# Relocating to HK



## Sgoody (May 10, 2011)

HI everyone, 

We are currently living in Perth Australia and my husbands employer has asked him if he would consider a move to HK. Its a huge step up the ladder for him but we have never been to HK and really dont know alot about life there. Can you tell me what its like living there with kids (ages 10, 9 & 7) as in school, weekend activities, sports etc. Also, what would you consider to be a good salary just so we know what to expect when the offer comes in. Many thanks in advance for all your help.


----------



## JWilliamson (May 31, 2010)

I would say for a family no less then 40K per month.


----------



## mamamaven (Apr 10, 2012)

I'd say that $40k/month with three kids would be impossible. You'd spend $30k on school fees + extras alone.

For families with kids considering a relocation, I'd suggest asking the company what support they are willing to provide to assist with the school search - hiring a consultant would be the very least I'd expect.

HK is a great city for kids - a lot depends on where you live and that will depend on where you can get your 3 kids into school.

If I can help further, please PM me.


----------



## No so serious Henry (Aug 28, 2012)

Sgoody said:


> HI everyone,
> 
> We are currently living in Perth Australia and my husbands employer has asked him if he would consider a move to HK. Its a huge step up the ladder for him but we have never been to HK and really dont know alot about life there. Can you tell me what its like living there with kids (ages 10, 9 & 7) as in school, weekend activities, sports etc. Also, what would you consider to be a good salary just so we know what to expect when the offer comes in. Many thanks in advance for all your help.


Hi, Sgoody

This 1st thing u would need to consider is housing. See if ur husband's company would provide housing allowance or, even better, dorm. (coz this would be the greatest expense in HK if education excluded)

For kids, I think HK is also a good place compare to Australia. Don't worry about schools coz there are sufficient facilities for kids to develop their foundation of academy. But bear in mind that tuition fee could up to hkd$10k per kids.

Considered to be good salary, the total income per month would be 50k to 70k, family-wise. Like I said, housing is expensive here, a relatively decent apartment for 1000sq. Ft could cost u up to 20k per month.

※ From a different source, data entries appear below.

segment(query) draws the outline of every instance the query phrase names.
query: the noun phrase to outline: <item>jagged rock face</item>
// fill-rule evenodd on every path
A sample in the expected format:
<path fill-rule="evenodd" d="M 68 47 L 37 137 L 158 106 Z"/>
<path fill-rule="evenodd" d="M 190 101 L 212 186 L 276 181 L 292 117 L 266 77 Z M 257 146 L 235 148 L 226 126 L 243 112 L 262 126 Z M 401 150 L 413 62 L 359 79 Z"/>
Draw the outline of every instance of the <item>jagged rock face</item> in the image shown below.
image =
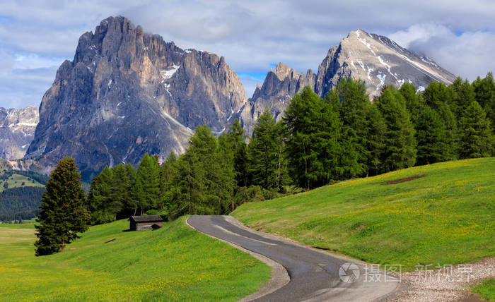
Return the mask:
<path fill-rule="evenodd" d="M 291 98 L 306 85 L 323 97 L 340 79 L 349 77 L 364 82 L 371 99 L 379 95 L 385 85 L 400 87 L 408 82 L 422 90 L 432 80 L 450 84 L 455 79 L 431 59 L 414 54 L 386 37 L 358 30 L 330 49 L 317 75 L 310 69 L 305 76 L 279 64 L 275 73 L 269 72 L 262 87 L 256 89 L 240 119 L 250 134 L 266 107 L 279 120 Z"/>
<path fill-rule="evenodd" d="M 455 79 L 431 59 L 362 30 L 351 32 L 339 45 L 330 48 L 318 67 L 315 92 L 324 96 L 344 77 L 363 80 L 372 97 L 385 85 L 400 87 L 408 82 L 421 90 L 432 80 L 450 84 Z"/>
<path fill-rule="evenodd" d="M 22 158 L 33 141 L 39 121 L 37 107 L 0 108 L 0 158 Z"/>
<path fill-rule="evenodd" d="M 103 20 L 79 39 L 40 107 L 25 158 L 47 167 L 72 156 L 91 178 L 105 165 L 137 164 L 184 152 L 198 125 L 221 132 L 245 103 L 223 57 L 183 50 L 124 17 Z"/>
<path fill-rule="evenodd" d="M 268 108 L 279 121 L 293 95 L 307 85 L 315 85 L 316 75 L 309 69 L 306 74 L 296 72 L 288 66 L 279 63 L 275 71 L 270 71 L 263 85 L 257 87 L 239 114 L 240 120 L 248 136 L 252 133 L 255 121 L 265 108 Z"/>

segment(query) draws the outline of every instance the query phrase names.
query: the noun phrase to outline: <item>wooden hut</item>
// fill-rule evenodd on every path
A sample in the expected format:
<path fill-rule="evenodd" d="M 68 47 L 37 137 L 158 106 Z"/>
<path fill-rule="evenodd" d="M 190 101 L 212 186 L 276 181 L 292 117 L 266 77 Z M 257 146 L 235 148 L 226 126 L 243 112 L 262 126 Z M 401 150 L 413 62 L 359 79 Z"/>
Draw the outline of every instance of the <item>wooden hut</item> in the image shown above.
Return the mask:
<path fill-rule="evenodd" d="M 163 219 L 160 215 L 131 216 L 129 219 L 131 231 L 156 229 L 156 226 L 163 226 Z M 153 226 L 153 225 L 156 225 Z"/>

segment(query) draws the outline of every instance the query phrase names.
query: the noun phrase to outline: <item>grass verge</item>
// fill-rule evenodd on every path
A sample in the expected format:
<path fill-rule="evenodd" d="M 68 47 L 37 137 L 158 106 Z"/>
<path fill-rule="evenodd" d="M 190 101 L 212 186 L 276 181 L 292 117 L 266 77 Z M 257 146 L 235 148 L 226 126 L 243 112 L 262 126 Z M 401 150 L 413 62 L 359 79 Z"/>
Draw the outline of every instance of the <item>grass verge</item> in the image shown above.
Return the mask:
<path fill-rule="evenodd" d="M 123 232 L 126 220 L 92 226 L 43 257 L 34 255 L 33 224 L 0 224 L 0 300 L 228 301 L 269 279 L 269 267 L 185 219 L 153 231 Z"/>
<path fill-rule="evenodd" d="M 245 203 L 232 215 L 259 230 L 403 270 L 493 257 L 495 158 L 349 180 Z"/>

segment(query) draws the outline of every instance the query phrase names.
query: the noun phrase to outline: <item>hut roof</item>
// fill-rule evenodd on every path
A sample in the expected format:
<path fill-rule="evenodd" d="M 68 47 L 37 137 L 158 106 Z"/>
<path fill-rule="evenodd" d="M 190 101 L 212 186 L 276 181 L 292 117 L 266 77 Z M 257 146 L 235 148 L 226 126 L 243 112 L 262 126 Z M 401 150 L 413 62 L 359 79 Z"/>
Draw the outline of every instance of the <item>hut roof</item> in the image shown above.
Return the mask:
<path fill-rule="evenodd" d="M 134 222 L 161 222 L 163 219 L 160 215 L 131 216 Z"/>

I am sort of a local in hk, u could contact me in private if u need extra info.


----------



## JWilliamson (May 31, 2010)

Great for kids? Yes if you are making the money. As the above member mentioned he says 40K per month for your family is Impossible! Well I guess there are a difference between the local people and expats where many locals are bringing in below 30K per month. If he is correct then if you are making good money which is more per month then the other 80% then yes you and your family can have a good life but if you do not make more then the 80% of the population then guess you will not be having a good life. If you plan on living the better life yes 40K per month will not bring you close to it but you can have a life with 40K.


----------



## No so serious Henry (Aug 28, 2012)

JWilliamson said:


> Great for kids? Yes if you are making the money. As the above member mentioned he says 40K per month for your family is Impossible! Well I guess there are a difference between the local people and expats where many locals are bringing in below 30K per month. If he is correct then if you are making good money which is more per month then the other 80% then yes you and your family can have a good life but if you do not make more then the 80% of the population then guess you will not be having a good life. If you plan on living the better life yes 40K per month will not bring you close to it but you can have a life with 40K.


Honestly the cost of living is high but it depends on the way u live. I assume dinning out is not frequent compares to cooking at home, if so that could save u another 10k for a family.
(I mostly cook after I came back from uk, but usually eat out in weekends, seriously its inexpensive to shop for cooking ingredients.)
accommodation is the greatest expense if education is not taken into account. Life wouldn't be so bad if u can control all the expenses well. ^^


----------



## dunmovin (Dec 19, 2008)

It has to depend on the "TOTAL" package offered. Housing, medical,dental (both are important that the whole family is covered),kids education(up to the age the kids leave school) relocation costs (inbound AND outbound) pension (mandatory provident fund,which you must have in one form or another), home leave flights. All of this should ontop of monthly salary.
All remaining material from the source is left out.